The UK is home to two of the richest ten regions in Northern Europe and six of its ten poorest regions.
Such massive disparity of wealth and advantage is entirely the fault of our inept, party-politically-obsessed political system in Westminster.
Disparity and disadvantage in the UK has absolutely nothing whatsoever to do with UK membership of the EU.
Indeed, if you look at developmental projects undertaken in the poorest areas of our country, you’ll see that more funding has come from EU development funds than from UK funds.
Frankly, this situation is scandalous, and Westminster politicians should be hanging their heads in shame.
However, if we leave the EU with ‘No Deal’ on October 31 things can only get far worse for three, key reasons: (1) our economy will be massively adversely affected, leaving less money for our government to start reversing the consequences of Tory Austerity and decades of disproportional investment in the richest areas of our country; (2) just as Brexit has totally consumed attention in Westminster for over three years – at the expense of everything else – a No Deal Brexit outcome will continue doing so for probably another 15 years or more, as we seek to re-negotiate 129 international trade agreements and over 750 other international agreements from which we currently benefit by virtue of EU membership; and (3) “Global Britain” will be left behind by the trade deals the EU is currently doing around the world.
For instance, recently, the EU has agreed trade agreements with Canada, Japan (the world’s third largest economy), South Korea, Vietnam, Singapore (hence allowing James Dyson to move his firm’s production from the UK for his added personal profit), and, most significantly, the EU’s agreement with whole ‘Mercosur’ free trade area (encompassing Argentina, Brazil, Paraguay and Uruguay, with Bolivia and six other states about to join).

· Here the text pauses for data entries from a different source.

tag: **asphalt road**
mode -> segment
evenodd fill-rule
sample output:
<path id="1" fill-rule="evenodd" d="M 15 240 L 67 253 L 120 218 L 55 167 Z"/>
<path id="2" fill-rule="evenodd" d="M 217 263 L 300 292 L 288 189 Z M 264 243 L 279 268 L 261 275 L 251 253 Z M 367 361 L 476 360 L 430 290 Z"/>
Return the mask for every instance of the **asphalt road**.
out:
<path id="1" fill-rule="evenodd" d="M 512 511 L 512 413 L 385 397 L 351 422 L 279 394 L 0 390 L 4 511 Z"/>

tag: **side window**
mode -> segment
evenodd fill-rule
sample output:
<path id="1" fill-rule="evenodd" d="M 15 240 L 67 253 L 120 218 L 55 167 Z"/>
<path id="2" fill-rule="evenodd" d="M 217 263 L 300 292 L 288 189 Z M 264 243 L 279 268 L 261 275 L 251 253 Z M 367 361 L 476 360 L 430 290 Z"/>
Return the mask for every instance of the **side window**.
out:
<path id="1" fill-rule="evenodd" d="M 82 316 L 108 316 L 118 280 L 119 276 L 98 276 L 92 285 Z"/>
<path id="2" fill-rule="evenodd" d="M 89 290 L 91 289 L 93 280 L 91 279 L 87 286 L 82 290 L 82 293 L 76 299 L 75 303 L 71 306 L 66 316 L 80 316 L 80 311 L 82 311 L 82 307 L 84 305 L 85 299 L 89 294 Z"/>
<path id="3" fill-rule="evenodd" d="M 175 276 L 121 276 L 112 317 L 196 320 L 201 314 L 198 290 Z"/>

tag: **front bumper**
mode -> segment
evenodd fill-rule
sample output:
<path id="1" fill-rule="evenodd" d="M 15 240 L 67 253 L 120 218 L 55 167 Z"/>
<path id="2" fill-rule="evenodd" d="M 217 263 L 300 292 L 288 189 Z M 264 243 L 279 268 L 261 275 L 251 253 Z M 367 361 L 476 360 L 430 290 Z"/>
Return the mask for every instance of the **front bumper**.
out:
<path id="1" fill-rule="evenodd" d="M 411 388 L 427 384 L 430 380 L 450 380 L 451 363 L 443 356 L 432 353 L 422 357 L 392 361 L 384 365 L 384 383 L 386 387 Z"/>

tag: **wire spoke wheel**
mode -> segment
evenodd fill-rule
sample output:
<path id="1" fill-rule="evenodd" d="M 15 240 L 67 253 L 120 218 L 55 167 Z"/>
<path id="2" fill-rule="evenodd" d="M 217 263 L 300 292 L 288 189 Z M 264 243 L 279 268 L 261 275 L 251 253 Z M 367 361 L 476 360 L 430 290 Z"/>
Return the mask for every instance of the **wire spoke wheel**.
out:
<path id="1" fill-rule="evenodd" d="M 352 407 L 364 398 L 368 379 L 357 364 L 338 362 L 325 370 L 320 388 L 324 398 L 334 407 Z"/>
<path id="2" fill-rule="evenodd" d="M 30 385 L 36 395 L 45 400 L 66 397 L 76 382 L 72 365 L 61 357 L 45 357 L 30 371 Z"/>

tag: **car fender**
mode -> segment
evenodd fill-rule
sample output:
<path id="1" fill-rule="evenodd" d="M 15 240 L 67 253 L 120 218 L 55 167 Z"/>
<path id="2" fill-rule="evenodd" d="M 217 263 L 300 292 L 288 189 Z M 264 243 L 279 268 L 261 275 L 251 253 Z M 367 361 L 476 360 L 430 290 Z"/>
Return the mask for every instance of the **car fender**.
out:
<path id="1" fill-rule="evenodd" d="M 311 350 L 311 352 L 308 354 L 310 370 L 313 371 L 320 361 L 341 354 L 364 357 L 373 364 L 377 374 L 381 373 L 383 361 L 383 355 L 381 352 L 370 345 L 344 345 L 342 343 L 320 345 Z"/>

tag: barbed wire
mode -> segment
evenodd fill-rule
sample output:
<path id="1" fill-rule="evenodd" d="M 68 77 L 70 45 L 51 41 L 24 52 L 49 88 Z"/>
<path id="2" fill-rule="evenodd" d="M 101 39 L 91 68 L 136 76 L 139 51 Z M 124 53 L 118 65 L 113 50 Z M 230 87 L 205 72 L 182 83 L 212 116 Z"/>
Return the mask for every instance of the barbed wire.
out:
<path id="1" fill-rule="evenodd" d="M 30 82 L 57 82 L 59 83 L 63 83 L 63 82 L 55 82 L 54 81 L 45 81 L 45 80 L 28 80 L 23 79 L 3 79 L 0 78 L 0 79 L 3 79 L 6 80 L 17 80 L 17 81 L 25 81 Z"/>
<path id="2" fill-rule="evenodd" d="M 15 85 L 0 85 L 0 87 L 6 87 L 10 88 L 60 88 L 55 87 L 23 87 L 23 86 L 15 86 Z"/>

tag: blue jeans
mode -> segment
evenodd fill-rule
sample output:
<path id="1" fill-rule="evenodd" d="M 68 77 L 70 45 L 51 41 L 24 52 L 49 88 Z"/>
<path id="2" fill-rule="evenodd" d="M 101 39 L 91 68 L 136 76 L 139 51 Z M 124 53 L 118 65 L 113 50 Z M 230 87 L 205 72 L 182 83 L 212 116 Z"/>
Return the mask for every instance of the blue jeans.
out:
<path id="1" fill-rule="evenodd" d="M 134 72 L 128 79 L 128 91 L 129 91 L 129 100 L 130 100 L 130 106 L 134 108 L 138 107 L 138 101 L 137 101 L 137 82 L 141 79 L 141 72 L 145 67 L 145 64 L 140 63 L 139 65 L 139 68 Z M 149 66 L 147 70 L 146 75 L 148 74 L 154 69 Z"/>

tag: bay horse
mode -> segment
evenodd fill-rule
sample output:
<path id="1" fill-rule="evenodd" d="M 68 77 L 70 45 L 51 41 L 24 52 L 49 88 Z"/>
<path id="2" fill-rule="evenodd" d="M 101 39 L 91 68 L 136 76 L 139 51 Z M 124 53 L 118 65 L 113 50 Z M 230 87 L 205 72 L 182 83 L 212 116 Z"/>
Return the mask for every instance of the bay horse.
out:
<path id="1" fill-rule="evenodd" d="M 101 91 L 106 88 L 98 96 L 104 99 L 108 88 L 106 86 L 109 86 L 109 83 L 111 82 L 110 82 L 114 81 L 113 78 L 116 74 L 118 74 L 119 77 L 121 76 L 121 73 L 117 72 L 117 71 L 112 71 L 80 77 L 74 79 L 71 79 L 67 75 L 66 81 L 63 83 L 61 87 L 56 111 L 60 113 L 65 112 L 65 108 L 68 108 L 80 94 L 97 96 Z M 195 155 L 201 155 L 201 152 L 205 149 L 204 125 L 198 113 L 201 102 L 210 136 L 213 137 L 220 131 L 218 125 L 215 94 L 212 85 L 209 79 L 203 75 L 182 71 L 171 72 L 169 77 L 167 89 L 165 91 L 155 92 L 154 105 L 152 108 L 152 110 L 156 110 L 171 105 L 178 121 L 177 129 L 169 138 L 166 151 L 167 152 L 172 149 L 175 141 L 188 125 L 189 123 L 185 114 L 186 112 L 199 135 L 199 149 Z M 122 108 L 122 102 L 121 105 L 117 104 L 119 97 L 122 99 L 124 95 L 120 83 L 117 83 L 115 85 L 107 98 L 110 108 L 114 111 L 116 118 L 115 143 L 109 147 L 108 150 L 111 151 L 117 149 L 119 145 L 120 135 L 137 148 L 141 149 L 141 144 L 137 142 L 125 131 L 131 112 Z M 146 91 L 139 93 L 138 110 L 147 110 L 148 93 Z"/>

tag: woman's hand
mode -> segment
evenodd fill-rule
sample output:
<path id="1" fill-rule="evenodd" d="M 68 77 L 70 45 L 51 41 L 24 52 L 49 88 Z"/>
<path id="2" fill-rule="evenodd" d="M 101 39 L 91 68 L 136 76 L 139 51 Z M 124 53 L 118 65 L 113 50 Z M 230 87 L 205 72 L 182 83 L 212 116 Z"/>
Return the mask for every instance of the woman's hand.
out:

The market created by the EU-Mercosur deal now constitutes the largest in the world, and will bring down tariffs on many goods for more than 700 million people.
In contrast, there’s no chance the UK can even begin keeping up with the EU’s trade negotiators, widely seen as the best in the world. Nor can the UK afford to compete in this space, as we currently share the cost of EU trade negotiations with our 27 other EU nations, whereas, in future, we’ll have to fund future trade negotiations at our own expense (at 27-times the cost and with no trade negotiators capable of matching the EU).
As a recipe for disaster, you couldn’t make this up.